All that said politicians cannot be trusted, and if you look at the size of the negotiations , you would realise how close they were originally and the size of what they were trying to achieve, vs. the real achievement and you can only be disappointed.
So once again what is the right positioning ? If you ask me you have to own this market, and you probably have to through single stocks not indices, so choose your picks , go long but do not forget to buy some puts, at these levels of Vol your downside is definitely limited..
Last argument for a squeeze from an ICAP email this morning….a potential nightmare scenario for those underweight and late back to the market!
In S&P options, late last night we heard that one US bank bought over $2bn worth of short-dated upside calls over the past couple of days. They suggest that street is getting very short gamma on the upside and think things could get squeezy on a rally. On their trade alone, they estimate that should we see a 2% move higher, there could be around a billion to buy, probably at least that outside of their shop as well. An unusual set-up as we head into NFP.
Japan… and old and new pension bet.
There are two main things on my pension: the IBEX at 6700 and the Nikkei ….probably at 13,000 (ooopppppsss…) ,truth is that the FX went my way and compensated for some of the losses, however I think that now it is time to keep the bet on the Japanese economy but through a USD vehicle as you will see 100 back on USD/JPY before year end.
My friend Juan , rightly claims , that I have been recommended this trade for two years, however he knows I am quite an stubborn individuals, and no matter what I believe that macro fundamentals finally work.
If you are worried about the recent Yen rally do not be!

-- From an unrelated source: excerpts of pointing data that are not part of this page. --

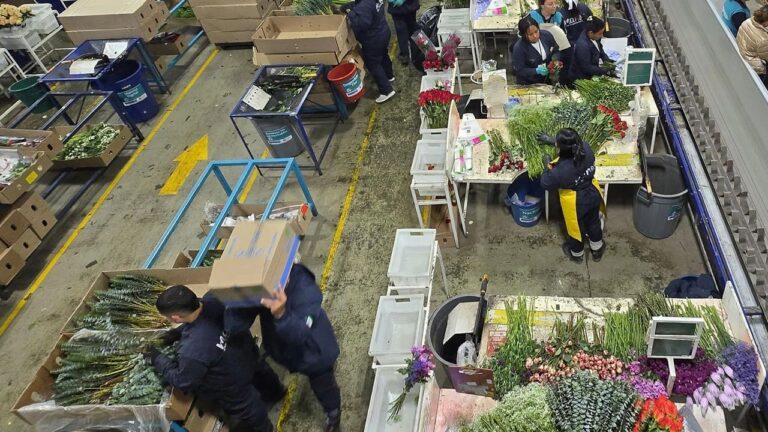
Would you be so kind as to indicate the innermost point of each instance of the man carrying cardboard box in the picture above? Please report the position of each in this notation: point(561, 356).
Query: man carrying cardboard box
point(220, 366)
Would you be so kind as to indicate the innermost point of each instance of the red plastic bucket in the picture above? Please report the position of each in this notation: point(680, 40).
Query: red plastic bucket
point(348, 82)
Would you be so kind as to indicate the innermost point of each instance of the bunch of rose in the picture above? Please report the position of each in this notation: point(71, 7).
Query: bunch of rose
point(418, 369)
point(12, 16)
point(658, 415)
point(619, 126)
point(435, 103)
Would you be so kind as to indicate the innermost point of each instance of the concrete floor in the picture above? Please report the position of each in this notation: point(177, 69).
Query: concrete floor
point(122, 231)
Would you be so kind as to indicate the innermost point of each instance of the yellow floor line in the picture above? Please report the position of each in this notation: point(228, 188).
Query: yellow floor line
point(87, 218)
point(286, 408)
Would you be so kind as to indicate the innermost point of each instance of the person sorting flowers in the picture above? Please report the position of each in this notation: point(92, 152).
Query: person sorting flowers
point(572, 174)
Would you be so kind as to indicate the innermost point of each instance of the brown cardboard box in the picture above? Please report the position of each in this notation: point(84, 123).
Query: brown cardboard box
point(299, 225)
point(26, 244)
point(255, 262)
point(107, 14)
point(84, 416)
point(40, 165)
point(104, 159)
point(195, 278)
point(10, 265)
point(12, 225)
point(51, 144)
point(310, 34)
point(234, 11)
point(37, 212)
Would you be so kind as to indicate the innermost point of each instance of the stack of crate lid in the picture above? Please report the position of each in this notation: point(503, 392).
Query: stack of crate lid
point(113, 19)
point(25, 218)
point(231, 22)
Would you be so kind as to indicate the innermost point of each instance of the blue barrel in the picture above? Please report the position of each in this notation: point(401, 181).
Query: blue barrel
point(127, 80)
point(525, 212)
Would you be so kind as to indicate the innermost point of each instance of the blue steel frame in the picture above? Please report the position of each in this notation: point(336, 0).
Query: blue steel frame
point(289, 166)
point(59, 73)
point(339, 108)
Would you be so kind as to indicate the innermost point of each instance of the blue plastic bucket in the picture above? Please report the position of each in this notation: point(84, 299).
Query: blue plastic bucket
point(525, 214)
point(127, 80)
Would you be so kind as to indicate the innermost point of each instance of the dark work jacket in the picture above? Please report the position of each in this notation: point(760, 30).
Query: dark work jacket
point(302, 340)
point(408, 7)
point(525, 58)
point(210, 361)
point(586, 59)
point(369, 22)
point(575, 24)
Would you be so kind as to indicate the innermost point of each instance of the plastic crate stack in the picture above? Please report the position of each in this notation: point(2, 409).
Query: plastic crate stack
point(401, 323)
point(430, 183)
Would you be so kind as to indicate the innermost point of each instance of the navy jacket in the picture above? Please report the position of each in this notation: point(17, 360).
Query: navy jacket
point(302, 340)
point(210, 361)
point(575, 24)
point(586, 58)
point(525, 58)
point(408, 7)
point(369, 22)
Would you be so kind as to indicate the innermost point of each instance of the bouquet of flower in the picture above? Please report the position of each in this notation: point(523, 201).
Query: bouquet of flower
point(12, 16)
point(435, 104)
point(418, 369)
point(658, 415)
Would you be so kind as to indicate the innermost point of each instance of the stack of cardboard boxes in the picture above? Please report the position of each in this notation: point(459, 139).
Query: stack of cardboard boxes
point(231, 21)
point(113, 19)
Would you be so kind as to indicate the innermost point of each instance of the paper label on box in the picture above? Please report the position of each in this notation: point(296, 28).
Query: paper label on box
point(256, 98)
point(114, 50)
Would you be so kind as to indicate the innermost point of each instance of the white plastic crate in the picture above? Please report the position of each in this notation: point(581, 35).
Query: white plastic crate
point(387, 386)
point(412, 260)
point(428, 161)
point(399, 326)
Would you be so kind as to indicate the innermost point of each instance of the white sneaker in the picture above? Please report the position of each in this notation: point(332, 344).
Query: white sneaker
point(386, 97)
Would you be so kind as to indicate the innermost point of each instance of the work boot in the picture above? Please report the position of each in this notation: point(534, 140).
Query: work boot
point(597, 255)
point(569, 254)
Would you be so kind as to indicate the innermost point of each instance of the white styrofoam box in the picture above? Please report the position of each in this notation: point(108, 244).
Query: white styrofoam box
point(412, 260)
point(399, 326)
point(428, 160)
point(387, 386)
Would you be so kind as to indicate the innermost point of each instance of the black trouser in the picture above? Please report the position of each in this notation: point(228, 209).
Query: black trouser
point(405, 26)
point(377, 62)
point(588, 213)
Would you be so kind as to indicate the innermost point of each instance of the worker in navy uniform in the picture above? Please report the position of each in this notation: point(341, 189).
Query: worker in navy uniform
point(298, 335)
point(589, 58)
point(573, 175)
point(222, 367)
point(575, 15)
point(369, 23)
point(532, 53)
point(404, 17)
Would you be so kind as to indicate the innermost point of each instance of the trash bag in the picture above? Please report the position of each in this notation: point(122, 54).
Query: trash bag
point(427, 23)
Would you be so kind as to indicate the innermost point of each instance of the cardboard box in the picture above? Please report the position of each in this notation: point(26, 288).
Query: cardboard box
point(234, 11)
point(311, 34)
point(10, 265)
point(13, 223)
point(256, 262)
point(195, 278)
point(37, 212)
point(299, 225)
point(104, 159)
point(26, 244)
point(40, 165)
point(50, 145)
point(83, 416)
point(107, 14)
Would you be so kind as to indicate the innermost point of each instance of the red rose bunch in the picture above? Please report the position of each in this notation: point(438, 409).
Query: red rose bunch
point(658, 415)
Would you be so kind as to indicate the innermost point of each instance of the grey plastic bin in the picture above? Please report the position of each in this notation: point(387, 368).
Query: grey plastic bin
point(657, 214)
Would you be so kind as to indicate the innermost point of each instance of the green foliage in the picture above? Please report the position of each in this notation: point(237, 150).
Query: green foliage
point(584, 403)
point(523, 409)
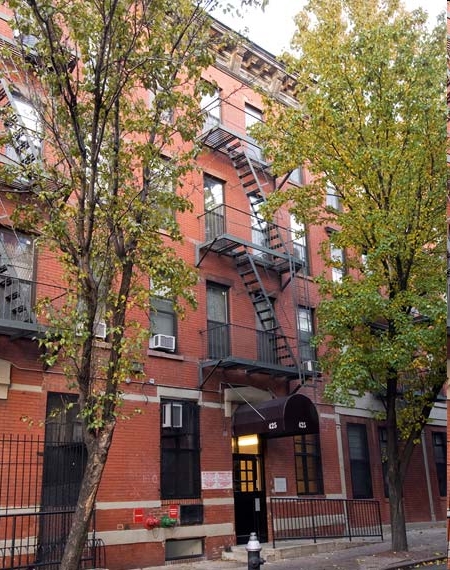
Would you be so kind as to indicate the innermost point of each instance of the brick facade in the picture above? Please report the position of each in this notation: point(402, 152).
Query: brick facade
point(132, 478)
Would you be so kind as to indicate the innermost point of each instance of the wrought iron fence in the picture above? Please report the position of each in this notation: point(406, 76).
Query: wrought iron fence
point(39, 484)
point(299, 518)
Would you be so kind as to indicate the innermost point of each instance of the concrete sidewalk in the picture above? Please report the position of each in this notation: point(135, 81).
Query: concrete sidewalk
point(426, 543)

Technically the trend is broken (and FX is the most technical market of all) but more importantly Abe San , new Japanese Prime minister will not stop till he sees inflation at 2% and growth restored.
While an unemployment of 4% the Taylor Rule plays in his favour, and I doubt he is going to get too worried about the JPY above 100 considering the JPYUSD was trading 117.11 on the 26th of Sep 2006 (first time Mr Abe became president)
Japan is a paradise, one of those countries that once you live there , you can never forget and you usually regret leaving, but most importantly Japan is an industrial country highly dependent on exporters and that have done too little for too long to reinitiate growth in their economy.
Mr Abe’s plan is easy :
- End the Central Bank independence
- Print money directly for consumption and infrastructure . A new Quantitative easing ( similar to the Funding for lending of the BOE) has been put in place, a complete innovative one, based on just handing money to people, some people describe this as “helicopter money” I call it “confidence money”
If this works then get ready as Japan will not be alone on this move, and once Europe gets the house in order Draghi will do the rest, this is the concerted easing Andrew G has been talking about for 6 months now , and it is about to happen, “no matter what you do, never fight the FED “ or in this case the BOJ…. Japan, my dear friend Juan, is a buy as it was to buy a house in 2009 in the UK and you never listened to me.